Assignment 03

Author
Affiliation

Thomas Primero

Boston University

Published

September 23, 2025

Modified

September 23, 2025

1 Load the Dataset

Load the Raw Dataset: Use Pyspark to the lightcast_data.csv file into a DataFrame: You can reuse the previous code. Copying code from your friend constitutes plagiarism.
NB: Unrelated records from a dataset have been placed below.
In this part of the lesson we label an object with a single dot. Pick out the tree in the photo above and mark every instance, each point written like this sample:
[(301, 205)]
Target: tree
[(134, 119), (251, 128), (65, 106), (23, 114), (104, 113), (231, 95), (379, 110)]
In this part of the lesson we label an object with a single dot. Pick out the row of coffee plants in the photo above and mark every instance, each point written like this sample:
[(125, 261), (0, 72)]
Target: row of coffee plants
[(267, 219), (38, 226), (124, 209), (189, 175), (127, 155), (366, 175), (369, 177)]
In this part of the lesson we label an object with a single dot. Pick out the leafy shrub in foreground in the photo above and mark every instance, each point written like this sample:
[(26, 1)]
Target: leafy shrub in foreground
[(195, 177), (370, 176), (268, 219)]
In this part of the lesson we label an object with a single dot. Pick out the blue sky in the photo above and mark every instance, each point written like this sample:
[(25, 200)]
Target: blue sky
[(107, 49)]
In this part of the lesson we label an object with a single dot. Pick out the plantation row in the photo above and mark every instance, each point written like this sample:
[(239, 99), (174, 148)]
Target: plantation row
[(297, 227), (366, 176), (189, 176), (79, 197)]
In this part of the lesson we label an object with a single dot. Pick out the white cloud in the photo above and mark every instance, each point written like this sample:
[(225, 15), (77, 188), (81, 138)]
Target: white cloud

DO NOT DO THIS.

import pandas as pd
import plotly.express as px
import plotly.io as pio
from pyspark.sql import SparkSession
import re
import numpy as np
import plotly.graph_objects as go
from pyspark.sql.functions import col, split, explode, regexp_replace, transform, when
from pyspark.sql import functions as F
from pyspark.sql.functions import col, monotonically_increasing_id


np.random.seed(42)

pio.renderers.default = "notebook"

# Initialize Spark Session
spark = SparkSession.builder.appName("LightcastData").getOrCreate()

# Load Data
df = spark.read.option("header", "true").option("inferSchema", "true").option("multiLine","true").option("escape", "\"").csv("/home/ubuntu/assignment-03-t-primero/data/lightcast_job_postings.csv")
df.createOrReplaceTempView("job_postings")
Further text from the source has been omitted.